A couple of weeks ago, I went to the beach. It had been a while. It had, in fact, been too long. Too long since I had gulped salt air and embraced the breeze off the ocean. Too long since I had felt the graininess of sand on the back of my calves and the tingle of the sun on my bare shoulders. Too long since I had started the day without a to-do list.
Fortunately, my friend’s invitation is a standing one and when I texted, “Is this weekend good?”, she texted back, “Come on down.”
It was late morning when I crested the bridge in Darien and was greeted by the marsh rolled out like a carpet in the pale hues of toast and tea and young peas. The fingers of the Altamaha River lay flat and still. A dozen or so shrimp boats huddled together like a litter of puppies, their masts tilted at odd angles, their painted hulls flaking and faded.
And as my tires trump-thump-thumped their way across the bridge, the tableau of water and marsh and boats jostled a memory, one from deep in that place where our brains save images that have no significance in the moment, but which years later show up as totems, talismans, charms.
My Uncle John was a shrimper. His arms were Popeye-thick and his skin – after decades of sun exposure – bore deep lines. One year when I was around 12, he and Aunt Jean invited us down to the Blessing of the Fleet.

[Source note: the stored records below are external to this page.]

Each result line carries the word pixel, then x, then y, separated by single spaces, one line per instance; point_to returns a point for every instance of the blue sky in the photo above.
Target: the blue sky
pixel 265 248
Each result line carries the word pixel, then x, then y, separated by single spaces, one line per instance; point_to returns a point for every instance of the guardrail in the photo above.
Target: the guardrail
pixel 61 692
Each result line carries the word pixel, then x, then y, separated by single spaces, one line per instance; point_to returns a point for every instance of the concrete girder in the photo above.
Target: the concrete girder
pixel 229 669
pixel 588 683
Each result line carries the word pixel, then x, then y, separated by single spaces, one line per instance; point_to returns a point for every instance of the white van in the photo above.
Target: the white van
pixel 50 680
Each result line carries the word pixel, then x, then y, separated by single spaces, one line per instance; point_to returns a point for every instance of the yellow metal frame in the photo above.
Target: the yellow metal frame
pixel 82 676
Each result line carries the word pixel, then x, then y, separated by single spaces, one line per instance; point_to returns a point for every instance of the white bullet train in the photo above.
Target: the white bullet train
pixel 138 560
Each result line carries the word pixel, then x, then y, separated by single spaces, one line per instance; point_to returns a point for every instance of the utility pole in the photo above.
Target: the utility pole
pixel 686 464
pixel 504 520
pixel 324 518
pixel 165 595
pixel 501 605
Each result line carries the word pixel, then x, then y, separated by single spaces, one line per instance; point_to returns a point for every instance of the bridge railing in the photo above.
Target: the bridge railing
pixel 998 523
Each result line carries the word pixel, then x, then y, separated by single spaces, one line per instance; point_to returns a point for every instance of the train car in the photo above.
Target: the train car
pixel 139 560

The local Catholic priest stood on the dock, his long black cassock fluttering just a bit as the wind licked its way across the river, and pronounced a blessing over the season about to begin.
The only blessing I knew anything about was the one we recited before every meal, but even in my state of Protestant ignorance, I recognized that the moment was significant, that the gathering of the community to acknowledge its need for providential assistance as the boats set forth was, in fact, sacred.
I took two or three deep breaths as the memory dropped anchor and slipped away, but I found myself wondering if that sunny April day was when I first felt the magnetic pull of the coastline. Did the blessing mean for the seaworthiness of the boats, the bounty of the catch, the safety of the sailors overflow onto me? And was that what has continued to draw me back all these years – a hope that my own boat might be found seaworthy, that whatever my catch it might be bountiful, that despite the storms I might be kept safe?
For another 20 miles or so, I followed Highway 17, past a fish camp or two, through road construction that felt as though it has been going on forever and then up onto the Torres Causeway, the rainbow of concrete and steel that connects the mainland to St. Simons Island, where the live oaks fold over King’s Way like hands in prayer and the sea oats wave like every day is Palm Sunday.
Over the next 48 hours, I would satisfy my craving for salt air and sea breeze. I would walk in the thin space where land and sea converge. I would hear a blessing said over breakfast in sight of the ocean and supper in sight of the marsh. And I would get to see the faces and hug the necks of one, two, three ... eight, nine folks whose lives make mine better.
The Sunday sun was still climbing the sky when I left for home. It wasn’t a long trip, but it was long enough. Long enough to remember why I came. Long enough to once again receive a blessing for my one-woman fleet.